Tiesa comes a close second. It is unfortunate though that most people find ripe tiesa bothersome to eat as it sticks to the roof of the mouth besides the fact that its distinctive ripe smell reminds one of a newborn baby’s poo (soiled diaper?).
Also high in Vitamin B17 are sampalok or tamarind, singkamas, duhat, luya or ginger, white and yellow, and patani or lima beans.
Though sampalok is seasonal here, tamarind from Malaysia are found in some of our fruit stalls and supermarkets all year round. I snack on sampalok on an empty stomach, about 2-3 hours after a meal to maximize benefits of its VitB17 content.
Young (meaning small) and freshly harvested singkamas makes a sweet and crunchy snack by itself, and really smacking good when dipped, even better marinated, in a concoction of apple cider vinegar, brown sugar, and sea salt, then seasoned with black pepper.
According to Dr. Efren Navarro, duhat contains vitamin B17 but not as strong as cassava and tiesa, and that the seed carries more of the vitamin than the flesh. So save the seeds and extend one’s supply of B17 beyond this fruit’s season. Wash and clean the seeds. Allow to air-dry very well then grind to a powder. With no tests yet on duhat powder, the good doctor advises a teaspoon of the powder in a glass of juice to start off, increasing gradually as tolerated.
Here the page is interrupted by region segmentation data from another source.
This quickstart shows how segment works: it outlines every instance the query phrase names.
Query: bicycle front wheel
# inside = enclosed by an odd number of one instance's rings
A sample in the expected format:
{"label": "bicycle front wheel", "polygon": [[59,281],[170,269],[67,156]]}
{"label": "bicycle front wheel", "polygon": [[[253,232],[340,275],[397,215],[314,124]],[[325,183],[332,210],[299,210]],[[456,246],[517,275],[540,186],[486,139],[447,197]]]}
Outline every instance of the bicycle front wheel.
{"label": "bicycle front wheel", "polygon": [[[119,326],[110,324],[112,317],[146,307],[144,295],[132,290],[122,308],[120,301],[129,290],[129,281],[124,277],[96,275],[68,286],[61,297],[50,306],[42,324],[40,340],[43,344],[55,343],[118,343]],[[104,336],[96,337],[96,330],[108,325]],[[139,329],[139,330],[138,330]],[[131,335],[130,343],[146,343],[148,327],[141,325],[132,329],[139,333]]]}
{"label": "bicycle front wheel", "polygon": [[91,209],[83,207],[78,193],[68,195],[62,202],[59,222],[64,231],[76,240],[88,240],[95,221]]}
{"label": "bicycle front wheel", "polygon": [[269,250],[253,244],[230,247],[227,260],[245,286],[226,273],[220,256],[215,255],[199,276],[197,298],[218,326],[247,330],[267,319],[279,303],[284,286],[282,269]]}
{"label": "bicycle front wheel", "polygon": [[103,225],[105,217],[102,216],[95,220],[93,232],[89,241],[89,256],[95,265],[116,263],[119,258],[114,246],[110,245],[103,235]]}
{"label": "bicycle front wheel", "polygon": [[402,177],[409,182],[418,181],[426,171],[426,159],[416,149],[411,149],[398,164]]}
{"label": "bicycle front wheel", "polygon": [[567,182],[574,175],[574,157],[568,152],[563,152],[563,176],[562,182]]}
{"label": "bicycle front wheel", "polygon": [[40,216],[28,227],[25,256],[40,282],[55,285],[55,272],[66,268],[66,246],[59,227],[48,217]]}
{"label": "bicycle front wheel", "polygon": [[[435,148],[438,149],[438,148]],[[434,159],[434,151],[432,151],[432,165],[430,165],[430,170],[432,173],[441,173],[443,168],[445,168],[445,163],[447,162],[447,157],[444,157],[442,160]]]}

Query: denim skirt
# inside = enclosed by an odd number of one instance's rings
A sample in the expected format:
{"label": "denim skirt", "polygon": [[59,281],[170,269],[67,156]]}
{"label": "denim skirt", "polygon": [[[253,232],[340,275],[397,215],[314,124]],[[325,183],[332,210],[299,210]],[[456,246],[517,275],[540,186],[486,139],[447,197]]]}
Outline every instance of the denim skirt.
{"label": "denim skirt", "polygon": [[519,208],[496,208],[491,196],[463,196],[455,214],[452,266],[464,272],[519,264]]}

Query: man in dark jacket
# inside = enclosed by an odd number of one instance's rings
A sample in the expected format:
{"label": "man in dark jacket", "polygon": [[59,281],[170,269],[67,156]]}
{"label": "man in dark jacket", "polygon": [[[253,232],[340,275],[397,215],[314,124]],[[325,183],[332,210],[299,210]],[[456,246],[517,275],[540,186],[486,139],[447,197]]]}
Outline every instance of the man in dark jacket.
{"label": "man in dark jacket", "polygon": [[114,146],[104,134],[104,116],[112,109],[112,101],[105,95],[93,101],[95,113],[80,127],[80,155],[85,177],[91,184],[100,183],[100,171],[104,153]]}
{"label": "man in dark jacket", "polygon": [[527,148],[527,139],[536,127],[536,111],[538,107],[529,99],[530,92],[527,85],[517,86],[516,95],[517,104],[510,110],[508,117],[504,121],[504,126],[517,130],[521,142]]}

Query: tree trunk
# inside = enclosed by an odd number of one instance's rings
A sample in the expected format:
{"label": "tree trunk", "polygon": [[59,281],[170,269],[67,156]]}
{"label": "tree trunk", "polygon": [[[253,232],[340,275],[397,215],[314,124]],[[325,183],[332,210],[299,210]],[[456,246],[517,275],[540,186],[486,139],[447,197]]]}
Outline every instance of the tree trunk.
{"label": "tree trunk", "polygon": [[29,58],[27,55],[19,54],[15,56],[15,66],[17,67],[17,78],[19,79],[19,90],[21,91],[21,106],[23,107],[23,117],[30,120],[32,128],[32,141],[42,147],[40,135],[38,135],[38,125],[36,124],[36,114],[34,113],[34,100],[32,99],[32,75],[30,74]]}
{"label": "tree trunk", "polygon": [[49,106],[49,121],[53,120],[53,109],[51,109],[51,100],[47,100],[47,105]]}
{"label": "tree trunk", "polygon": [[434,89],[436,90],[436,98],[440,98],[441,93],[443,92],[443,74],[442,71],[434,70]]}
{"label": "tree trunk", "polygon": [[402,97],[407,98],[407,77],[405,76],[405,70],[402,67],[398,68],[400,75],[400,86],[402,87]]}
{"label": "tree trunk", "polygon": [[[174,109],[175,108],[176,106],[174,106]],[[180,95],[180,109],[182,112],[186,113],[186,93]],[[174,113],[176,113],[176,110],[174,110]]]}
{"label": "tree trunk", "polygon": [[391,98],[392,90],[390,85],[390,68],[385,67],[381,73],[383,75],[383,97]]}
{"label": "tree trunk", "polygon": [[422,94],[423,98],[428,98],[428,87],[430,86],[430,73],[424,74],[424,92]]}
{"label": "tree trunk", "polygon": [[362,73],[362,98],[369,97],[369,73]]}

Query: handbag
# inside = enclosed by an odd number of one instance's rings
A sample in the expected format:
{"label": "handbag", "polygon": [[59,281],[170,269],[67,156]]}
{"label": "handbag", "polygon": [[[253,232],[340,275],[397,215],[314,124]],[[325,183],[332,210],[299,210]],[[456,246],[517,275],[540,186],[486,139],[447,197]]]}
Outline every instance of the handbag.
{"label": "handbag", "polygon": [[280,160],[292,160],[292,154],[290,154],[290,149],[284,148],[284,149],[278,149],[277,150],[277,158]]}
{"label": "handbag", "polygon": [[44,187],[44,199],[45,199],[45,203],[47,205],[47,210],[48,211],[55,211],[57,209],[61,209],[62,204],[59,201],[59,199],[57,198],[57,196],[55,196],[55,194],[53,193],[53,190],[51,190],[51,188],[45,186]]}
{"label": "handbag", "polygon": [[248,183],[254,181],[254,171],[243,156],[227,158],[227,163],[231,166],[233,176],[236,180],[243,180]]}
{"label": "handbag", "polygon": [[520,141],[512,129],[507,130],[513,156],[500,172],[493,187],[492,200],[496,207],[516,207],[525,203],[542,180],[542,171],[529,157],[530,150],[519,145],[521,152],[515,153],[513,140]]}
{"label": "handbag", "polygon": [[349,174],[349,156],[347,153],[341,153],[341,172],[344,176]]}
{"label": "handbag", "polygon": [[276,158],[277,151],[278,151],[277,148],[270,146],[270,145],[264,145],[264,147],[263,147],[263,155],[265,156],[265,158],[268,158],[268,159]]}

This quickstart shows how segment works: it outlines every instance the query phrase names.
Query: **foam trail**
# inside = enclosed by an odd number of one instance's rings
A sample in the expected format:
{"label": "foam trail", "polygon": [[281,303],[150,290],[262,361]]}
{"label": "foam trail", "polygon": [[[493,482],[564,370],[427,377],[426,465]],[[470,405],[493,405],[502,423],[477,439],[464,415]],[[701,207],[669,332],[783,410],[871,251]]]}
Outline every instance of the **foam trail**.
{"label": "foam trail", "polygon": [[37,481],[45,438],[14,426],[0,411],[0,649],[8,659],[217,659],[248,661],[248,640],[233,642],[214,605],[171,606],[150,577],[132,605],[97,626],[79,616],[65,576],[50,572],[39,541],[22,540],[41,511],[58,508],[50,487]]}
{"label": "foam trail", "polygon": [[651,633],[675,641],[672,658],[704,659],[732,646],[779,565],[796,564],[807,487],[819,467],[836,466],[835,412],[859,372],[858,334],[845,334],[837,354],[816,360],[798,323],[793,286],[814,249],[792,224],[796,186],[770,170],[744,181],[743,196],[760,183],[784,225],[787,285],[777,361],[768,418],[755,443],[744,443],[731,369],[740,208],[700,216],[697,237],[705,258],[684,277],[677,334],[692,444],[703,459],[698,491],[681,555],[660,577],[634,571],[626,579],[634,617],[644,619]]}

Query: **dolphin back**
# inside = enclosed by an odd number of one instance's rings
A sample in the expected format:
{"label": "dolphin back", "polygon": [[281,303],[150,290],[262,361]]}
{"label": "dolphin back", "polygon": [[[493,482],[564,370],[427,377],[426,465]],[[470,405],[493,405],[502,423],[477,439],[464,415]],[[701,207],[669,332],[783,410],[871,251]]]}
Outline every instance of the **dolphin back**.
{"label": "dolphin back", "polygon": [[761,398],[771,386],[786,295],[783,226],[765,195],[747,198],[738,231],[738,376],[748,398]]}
Raw ginger is commonly used to spice a salad and achara (pickled green papaya); or may be air-dried and ground into powder, dissolved in water to drink as juice (salabat).
It is better to just steam patani, and not for too long either, as boiling or too much heat destroys the B17 in amygdalin-rich foods.
Of sources abroad, apricot is tops, it’s kernel over all truly the best source of B17.
Other fruits are apples, pears, plums, and cherries, though their seeds are not as rich in laetrile as those of the apricot.
Wheat grass, sorghum and barley are also rich sources of Vitamin B17.
NATURAL SOURCE OF ENZYMES
As most find PhP900+ for a bottle of 100 pancreatic enzyme tablets still prohibitive, a cheap alternative according to Doc Efren is raw pork pancreas and / or liver. Readily available in our wet markets, these maybe diced into ¼ inch cubes and chewed on well before swallowing. Or the cubes may be laced with favored spices and processed through a blender then frozen in small ice trays for easy dispensing, a cube at a time. The good doctor says that over time, some patients report actually developing a taste for the raw pancreas/liver and don’t mind chewing on it at all.